This are of Britain offers great beauty. The Hunstanton are a prime example, with its striped red cliffs as well as the Norfolk Broads, a National Park stretching over 125 miles. If the Flint cottages aren’t enough there is the Holkham Hall or Sandringham which is a guaranteed great day out! Seals can be spotted from its coast too and if you fancy a flash from the past, why not visit Cromer, a vibrant town still in its Victorian style!
Norfolk captured in beautiful watercolour
The Ethelbert Gate, an embellished stone archway between the cathedral and the old market place is an impressive two storey flint and stone gateway that dates to about 1316. The upper chamber was originally used as a chapel but is now a classroom. The gateway was heavily restored in the early 19th century and again in the 20th century, when most of the stonework and carvings were replaced.
The elegant resort of Hunstanton is the ideal base to enjoy Norfolk’s superb coastline. Hunstanton, or ‘Hunston’ as it is known locally, is renowned for its unique striped cliffs and magnificent sunsets, made special by its position as the only west-facing resort on the East coast.
Flint is an inescapable and indelible part of Norfolk’s history and landscape.

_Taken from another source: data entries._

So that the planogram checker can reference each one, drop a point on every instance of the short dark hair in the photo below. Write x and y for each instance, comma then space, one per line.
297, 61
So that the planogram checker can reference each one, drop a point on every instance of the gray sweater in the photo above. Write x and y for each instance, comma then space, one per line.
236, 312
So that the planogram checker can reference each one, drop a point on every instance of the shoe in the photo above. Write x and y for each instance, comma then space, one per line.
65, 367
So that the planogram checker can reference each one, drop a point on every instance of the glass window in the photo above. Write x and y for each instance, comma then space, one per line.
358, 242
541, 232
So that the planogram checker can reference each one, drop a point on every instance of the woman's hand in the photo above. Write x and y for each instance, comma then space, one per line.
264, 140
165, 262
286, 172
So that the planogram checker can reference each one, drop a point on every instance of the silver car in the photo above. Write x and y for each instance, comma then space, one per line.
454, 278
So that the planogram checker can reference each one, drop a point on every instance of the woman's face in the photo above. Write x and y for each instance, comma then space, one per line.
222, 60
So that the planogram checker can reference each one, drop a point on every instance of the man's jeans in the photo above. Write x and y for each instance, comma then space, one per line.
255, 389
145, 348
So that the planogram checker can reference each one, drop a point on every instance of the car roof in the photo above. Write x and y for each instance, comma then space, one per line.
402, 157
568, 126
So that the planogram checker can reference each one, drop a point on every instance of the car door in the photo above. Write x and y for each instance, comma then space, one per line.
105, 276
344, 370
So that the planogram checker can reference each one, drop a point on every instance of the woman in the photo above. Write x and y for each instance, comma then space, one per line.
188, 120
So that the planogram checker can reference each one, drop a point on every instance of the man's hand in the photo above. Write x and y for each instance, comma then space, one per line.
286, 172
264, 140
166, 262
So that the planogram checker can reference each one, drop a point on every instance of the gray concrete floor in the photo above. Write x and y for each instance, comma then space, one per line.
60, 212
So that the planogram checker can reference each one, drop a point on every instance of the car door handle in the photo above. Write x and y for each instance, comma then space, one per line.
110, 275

Without good available building stone and before brick-making was widespread in the later Middle Ages, flint, either knapped or unknapped (the word knap comes from the Dutch/German word krappen, to crack), was used since antiquity as a material for building stone walls, using lime mortar, and often combined with other available stone or brick rubble.
With a stunning location on the north Norfolk coast and at the heart of a thriving 25,000 acre estate, Holkham Hall is described as an exceptional place, rich in history, architecture and wildlife. The seat of the Earls of Leicester, this elegant 18th century mansion is still very much a lived-in family home which the family take pride in sharing with visitors.
Cley next the Sea
Was an important trading port in the middle ages and is now best known for its renowned nature reserve. Between the village and the sea, you will finds Cley Marshes, a nature reserve owned by the Norfolk Wildlife Trust. Standing on the edge of the marshes and the village is Cley's other famous landmark, an 18th century windmill. Now a guesthouse, it is open to the public offering fantastic views over marshland which was used for horse races in the early 19th century and was a haunt for smugglers!
Traditionally Cromer was a fishing town, famous for Cromer crab. Also famous for its pier, home to a lifeboat station and Pavilion Theatre, where the UK’s only remaining traditional end of the pier variety show takes place each Summer and Winter. The pier is an enduring example of Victorian architecture, having withstood many storms, tidal surges and even an attempt to blow it up by the Government in WW2 to prevent the pier being used as a landing strip for enemy invaders!
Sandringham is the much-loved country retreat of Her Majesty The Queen, and has been the private home of four generations of British monarchs since 1862. The Queen usually celebrates Christmas at Sandringham, where she is joined by many members of The Royal Family who traditionally visit The Church of St. Mary Magdalene on the Sandringham Estate.
The seals in Norfolk are truly one of the county’s most special sights to see. There is a choice of three places to see the seals and their pups. On the west coast at Hunstanton, during the summer months. The north Norfolk coast at Blakeney for most of the year, with or without pups, and on the east coast at Horsey, during the winter months.
Norfolk is possibly most famous for the man-made Broads, a National Park with over 125 miles of navigable lock-free waterways set in beautiful countryside and studded with charming and picturesque towns and villages. In fact, the Norfolk Broads has more miles of waterway than Venice and Amsterdam! The waterways are lock-free, although there are five bridges under which only small cruisers and smaller boats can pass.
Norwich Anglican Cathedral boasts the second tallest spire and the second largest medieval cloisters in England. It also has the largest collection of decorative roof bosses in England and is the only church in the Northern Hemisphere to have its Saxon Bishop's Throne in its original position. Norwich Cathedral is open to visitors of all faiths and continues to hold traditional services to this day.